OpenAI’s new flagship model can reason across audio, vision, and text in real time.
OpenAI has unveiled GPT-4o, an upgraded version of its GPT-4 model powering ChatGPT. OpenAI CTO Mira Murati stated that the new model “is much faster” and enhances “capabilities across text, vision, and audio.” The model will be free for all users, with paid users enjoying “up to five times the capacity limits” of free users.

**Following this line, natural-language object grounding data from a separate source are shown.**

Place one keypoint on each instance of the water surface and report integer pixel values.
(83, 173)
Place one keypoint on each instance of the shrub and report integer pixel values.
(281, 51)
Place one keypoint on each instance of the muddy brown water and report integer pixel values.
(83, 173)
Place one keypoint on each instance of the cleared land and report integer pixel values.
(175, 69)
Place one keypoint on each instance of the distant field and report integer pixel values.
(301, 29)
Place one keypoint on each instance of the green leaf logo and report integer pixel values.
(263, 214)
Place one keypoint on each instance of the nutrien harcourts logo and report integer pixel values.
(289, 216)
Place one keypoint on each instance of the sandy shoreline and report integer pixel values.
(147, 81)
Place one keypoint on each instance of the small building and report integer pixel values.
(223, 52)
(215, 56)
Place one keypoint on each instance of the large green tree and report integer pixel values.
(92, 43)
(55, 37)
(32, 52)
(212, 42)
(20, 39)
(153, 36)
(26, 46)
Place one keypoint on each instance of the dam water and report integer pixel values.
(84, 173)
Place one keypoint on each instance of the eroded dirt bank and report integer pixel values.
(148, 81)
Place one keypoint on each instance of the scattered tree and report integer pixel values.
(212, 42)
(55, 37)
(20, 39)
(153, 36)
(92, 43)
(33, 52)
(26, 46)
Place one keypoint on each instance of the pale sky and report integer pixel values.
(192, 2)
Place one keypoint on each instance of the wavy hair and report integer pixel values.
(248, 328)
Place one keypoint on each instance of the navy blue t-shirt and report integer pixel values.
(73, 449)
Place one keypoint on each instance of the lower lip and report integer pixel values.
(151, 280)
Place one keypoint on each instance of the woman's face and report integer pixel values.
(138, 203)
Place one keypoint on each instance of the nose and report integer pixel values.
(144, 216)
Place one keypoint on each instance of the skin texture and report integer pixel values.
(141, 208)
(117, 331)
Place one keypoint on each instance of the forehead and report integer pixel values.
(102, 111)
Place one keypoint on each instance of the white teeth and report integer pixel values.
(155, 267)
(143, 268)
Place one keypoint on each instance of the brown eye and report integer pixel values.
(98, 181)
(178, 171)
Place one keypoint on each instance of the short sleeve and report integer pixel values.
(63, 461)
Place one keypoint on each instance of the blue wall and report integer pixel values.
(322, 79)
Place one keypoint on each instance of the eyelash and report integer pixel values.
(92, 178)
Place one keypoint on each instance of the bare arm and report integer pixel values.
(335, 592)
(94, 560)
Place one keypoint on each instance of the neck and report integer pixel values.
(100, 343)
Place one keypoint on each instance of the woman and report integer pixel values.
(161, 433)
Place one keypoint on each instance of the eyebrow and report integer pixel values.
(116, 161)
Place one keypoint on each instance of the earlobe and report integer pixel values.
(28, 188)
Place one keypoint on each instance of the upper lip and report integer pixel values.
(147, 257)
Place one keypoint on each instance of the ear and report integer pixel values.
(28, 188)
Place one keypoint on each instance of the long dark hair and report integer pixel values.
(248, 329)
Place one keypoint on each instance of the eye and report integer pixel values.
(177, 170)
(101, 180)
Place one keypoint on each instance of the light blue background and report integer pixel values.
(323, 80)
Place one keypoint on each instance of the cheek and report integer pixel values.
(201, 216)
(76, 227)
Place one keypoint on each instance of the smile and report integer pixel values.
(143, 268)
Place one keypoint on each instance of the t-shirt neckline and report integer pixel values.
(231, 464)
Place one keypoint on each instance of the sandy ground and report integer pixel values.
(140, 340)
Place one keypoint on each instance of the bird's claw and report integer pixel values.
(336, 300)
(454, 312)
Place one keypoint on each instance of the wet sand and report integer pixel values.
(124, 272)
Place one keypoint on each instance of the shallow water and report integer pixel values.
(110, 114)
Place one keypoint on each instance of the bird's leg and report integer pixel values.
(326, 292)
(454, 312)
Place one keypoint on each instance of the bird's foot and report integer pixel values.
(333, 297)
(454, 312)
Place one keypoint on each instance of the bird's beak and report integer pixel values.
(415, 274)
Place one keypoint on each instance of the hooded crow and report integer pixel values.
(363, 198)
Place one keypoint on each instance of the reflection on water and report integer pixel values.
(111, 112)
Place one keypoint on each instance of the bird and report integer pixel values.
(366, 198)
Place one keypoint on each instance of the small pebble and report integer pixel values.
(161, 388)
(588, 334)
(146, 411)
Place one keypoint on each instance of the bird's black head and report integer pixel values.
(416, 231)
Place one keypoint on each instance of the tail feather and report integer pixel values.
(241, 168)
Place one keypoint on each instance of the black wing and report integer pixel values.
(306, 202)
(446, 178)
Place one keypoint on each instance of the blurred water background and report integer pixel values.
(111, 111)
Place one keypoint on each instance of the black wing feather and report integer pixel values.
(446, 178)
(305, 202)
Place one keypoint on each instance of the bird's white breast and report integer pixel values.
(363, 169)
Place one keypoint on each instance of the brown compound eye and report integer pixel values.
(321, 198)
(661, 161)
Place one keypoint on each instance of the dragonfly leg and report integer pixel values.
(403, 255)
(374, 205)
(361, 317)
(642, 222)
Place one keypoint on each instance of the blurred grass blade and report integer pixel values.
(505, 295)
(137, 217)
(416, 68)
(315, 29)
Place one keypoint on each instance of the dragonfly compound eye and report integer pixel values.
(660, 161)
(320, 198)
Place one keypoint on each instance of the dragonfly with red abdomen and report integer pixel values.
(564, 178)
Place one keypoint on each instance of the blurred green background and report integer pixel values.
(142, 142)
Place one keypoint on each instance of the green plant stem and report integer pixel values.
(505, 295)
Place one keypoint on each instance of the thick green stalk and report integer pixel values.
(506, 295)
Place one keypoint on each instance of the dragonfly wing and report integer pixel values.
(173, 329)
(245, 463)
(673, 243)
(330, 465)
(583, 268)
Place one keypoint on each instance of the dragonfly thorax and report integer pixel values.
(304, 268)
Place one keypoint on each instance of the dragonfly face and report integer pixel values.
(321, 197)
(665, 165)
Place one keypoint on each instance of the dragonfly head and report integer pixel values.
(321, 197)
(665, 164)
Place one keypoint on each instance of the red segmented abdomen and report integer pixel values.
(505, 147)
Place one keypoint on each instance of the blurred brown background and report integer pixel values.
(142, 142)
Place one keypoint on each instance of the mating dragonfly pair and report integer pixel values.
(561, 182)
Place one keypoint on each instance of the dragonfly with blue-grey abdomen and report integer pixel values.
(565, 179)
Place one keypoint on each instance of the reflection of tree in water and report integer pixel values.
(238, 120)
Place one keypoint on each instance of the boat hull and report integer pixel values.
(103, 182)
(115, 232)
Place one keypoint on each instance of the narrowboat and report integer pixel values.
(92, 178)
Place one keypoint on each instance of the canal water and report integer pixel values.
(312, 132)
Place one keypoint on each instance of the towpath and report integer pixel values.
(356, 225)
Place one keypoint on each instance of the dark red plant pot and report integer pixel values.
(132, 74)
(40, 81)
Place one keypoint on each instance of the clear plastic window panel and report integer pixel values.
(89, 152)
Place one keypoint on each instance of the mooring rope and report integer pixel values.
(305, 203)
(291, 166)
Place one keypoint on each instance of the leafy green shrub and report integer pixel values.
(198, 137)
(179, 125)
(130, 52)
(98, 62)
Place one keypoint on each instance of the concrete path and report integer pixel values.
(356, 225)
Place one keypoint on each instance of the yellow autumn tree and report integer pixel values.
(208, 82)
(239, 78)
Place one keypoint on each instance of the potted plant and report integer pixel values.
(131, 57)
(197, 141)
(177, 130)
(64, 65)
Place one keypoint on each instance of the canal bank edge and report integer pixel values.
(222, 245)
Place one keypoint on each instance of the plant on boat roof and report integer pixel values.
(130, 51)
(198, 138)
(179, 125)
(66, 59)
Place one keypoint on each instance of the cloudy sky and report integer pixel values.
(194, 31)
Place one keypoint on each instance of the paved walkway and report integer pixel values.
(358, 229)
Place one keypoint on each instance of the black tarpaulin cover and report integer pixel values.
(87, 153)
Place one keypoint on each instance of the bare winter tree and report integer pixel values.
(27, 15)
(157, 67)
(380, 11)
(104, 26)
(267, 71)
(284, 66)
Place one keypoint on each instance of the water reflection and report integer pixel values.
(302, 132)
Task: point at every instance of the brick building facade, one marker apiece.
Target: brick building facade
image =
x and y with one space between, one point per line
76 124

According to OpenAI, GPT-4o’s capabilities will be introduced gradually, with text and image features starting to roll out in ChatGPT. CEO Sam Altman noted that the model is “natively multimodal,” enabling it to generate content or understand commands in voice, text, or images. Developers will have access to the API, which Altman mentioned is half the price and twice as fast as GPT-4 Turbo.
ChatGPT’s voice mode will receive new features as part of the GPT-4o update, allowing it to function as a voice assistant similar to Her, providing real-time responses and observing the environment. Altman discussed OpenAI’s evolution, noting a shift in focus towards making advanced AI models available to developers through paid APIs, enabling third parties to create innovative applications.
Speculation prior to the GPT-4o launch suggested that OpenAI might announce an AI search engine to compete with Google, a voice assistant integrated into GPT-4, or even a new model, GPT-5. The timing of this launch, just ahead of Google I/O, indicates OpenAI’s strategic positioning in the AI landscape.